Précédemment, il avait travaillé sur des thèmes comme les agressions sexuelles, l'adoption internationale, le handicap à partir de faits réels librement adaptés.
La série Netflix, sa première, propose des références claires à plusieurs traumatismes collectifs qui ont modelé la psyché de la Corée du Sud d'aujourd'hui, comme la crise financière asiatique de 1997 ou les licenciements de Ssangyong Motor en 2009, deux événements qui ont mené à des suicides.
"La Corée du Sud est devenue assez récemment et assez rapidement une société très inégalitaire, au cours de ces deux dernières décennies", explique à l'AFP Vladimir Tikhonov, professeur d'études coréennes à l'Université d'Oslo.

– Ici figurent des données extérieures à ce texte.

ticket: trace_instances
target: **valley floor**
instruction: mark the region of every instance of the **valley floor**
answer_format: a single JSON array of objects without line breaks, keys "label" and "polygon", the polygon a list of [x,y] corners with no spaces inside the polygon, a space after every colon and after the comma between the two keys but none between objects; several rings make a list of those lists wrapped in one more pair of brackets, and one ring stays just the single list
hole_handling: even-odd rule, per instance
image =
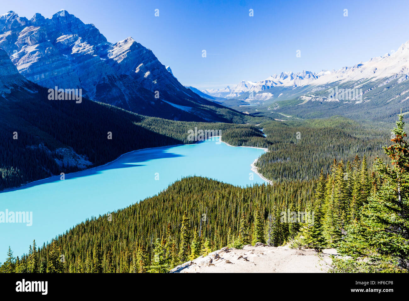
[{"label": "valley floor", "polygon": [[288,246],[270,247],[257,243],[242,249],[222,248],[207,256],[176,267],[174,273],[326,273],[335,249],[319,253],[312,249],[299,250]]}]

La mobilité sociale est devenue "bien moins possible" aujourd'hui en comparaison de l'avant-1997, ajoute-t-il, "et le traumatisme de l'aggravation des inégalités... se répercute sur les écrans".
Brian Hu, professeur de cinéma à la San Diego State University aux Etats-Unis, estime que la popularité de la série dans plus de 100 pays est une preuve qu'elle n'est pas uniquement produite pour les spectateurs occidentaux.
"Le public occidental a longtemps associé les médias étrangers à des représentations de la pauvreté, et c'est devenu une façon de regarder de haut le reste du monde, qui serait arriéré", a-t-il expliqué à l'AFP.
"Ce qui est unique dans Parasite et Squid Game, c'est que si ces oeuvres dépeignent la pauvreté et les inégalités de classe, elles le font d'une manière qui met en exergue la modernité technique et cinématographique de la Corée."